Lelaki itu, tak pernah mengeluarkan banyak kata-kata yang canggih dan berbunga, dengan bahasa yang sederhana saja ia meletakkan kakiku dan mungkin juga berpuluh pasang kaki-kaki lainnya, kembali pada shirath yang lurus itu. Pelan-pelan dan tak pernah terburu-buru. Ah, bukankah begitulah seharusnya ilmu dan kebijaksanaan? Tak peduli sebanyak apapun yang berhasil kau timba dan kau reguk, tidaklah berguna sampai orang lain juga dapat mengambil hikmah darinya. Dan ilmu itu haruslah mudah dipahami dan disebar luaskan. Lelaki itu tidak hanya menjadi fasilitator kesembuhan luka-luka batinku, namun diam-diam aku juga menganggapnya guruku. Guru kami, sebab banyak orang yang mendengarkan kutipan-kutipannya dariku pun merasa terinspirasi.Guruji. Guru spiritual yang amat kuhormati dan kusayangi. Teringat aku, suatu ketika dulu guruku yang lain berkata, seorang guru yang biasa saja, hanya akan terhenti pada penjelasan. Seorang guru yang baik, dia akan berusaha mencontohkan. Tapi seorang guru yang hebat, ia akan menginspirasi. Para pendengarku yang baik, kalian bisa menyimpulkan sendiri guru macam apa ia, jika ia bisa membuatku mengutip banyak kalimat dan pemikirannya.
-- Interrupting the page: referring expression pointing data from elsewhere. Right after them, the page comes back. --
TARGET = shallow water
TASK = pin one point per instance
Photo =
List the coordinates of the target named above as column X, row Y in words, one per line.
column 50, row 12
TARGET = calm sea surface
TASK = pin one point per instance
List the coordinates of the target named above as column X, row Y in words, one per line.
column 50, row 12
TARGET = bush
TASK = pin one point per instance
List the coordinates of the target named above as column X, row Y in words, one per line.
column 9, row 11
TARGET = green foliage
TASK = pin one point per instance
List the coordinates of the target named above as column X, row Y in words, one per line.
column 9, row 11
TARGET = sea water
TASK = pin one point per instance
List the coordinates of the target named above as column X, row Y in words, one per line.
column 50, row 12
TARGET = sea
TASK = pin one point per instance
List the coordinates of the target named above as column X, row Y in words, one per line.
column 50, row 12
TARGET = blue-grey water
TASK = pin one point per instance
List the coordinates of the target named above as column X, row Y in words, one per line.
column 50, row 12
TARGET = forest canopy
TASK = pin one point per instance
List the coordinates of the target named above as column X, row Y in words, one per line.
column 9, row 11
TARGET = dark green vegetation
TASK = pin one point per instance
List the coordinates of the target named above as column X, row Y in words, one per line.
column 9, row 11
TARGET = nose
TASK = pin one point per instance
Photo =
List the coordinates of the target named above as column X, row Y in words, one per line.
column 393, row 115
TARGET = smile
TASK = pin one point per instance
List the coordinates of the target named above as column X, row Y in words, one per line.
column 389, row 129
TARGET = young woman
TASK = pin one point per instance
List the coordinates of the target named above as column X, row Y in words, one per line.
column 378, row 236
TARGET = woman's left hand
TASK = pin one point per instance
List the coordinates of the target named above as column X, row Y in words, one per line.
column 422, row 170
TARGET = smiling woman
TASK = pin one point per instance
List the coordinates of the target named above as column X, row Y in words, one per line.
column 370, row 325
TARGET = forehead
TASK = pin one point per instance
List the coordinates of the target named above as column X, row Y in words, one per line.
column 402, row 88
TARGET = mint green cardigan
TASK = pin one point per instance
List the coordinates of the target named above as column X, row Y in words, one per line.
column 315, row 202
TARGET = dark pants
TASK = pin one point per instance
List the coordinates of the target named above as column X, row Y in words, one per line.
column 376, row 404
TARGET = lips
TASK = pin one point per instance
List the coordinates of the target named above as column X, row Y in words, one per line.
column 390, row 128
Ia bernama Muhammad Zulfan Reza. Kurasa bukanlah suatu kebetulan semata, jika lantas banyak orang memanggilnya Eja. Setiap nama mengandung satu do’a harapan dan juga makna. Setiap huruf memiliki nasib dan takdirnya sendiri, begitu juga dengan namanya; Eja. Sebelum kau Iqra, membaca, terlebih dahulu kau harus belajar mengeja. Satu-satu kau eja aksara demi aksara dan kau pahami esensi eksistensi setiap huruf itu, sebelum kau merangkainya menjadi kalimat yang bermakna. Ia ditakdirkan untuk membantu banyak orang mengeja makna kehidupan bagi setiap mereka, mengeja peta dan petunjuk agar bisa selamat kembali pulang ke haribaan-Nya sebagai seorang hamba yang utuh.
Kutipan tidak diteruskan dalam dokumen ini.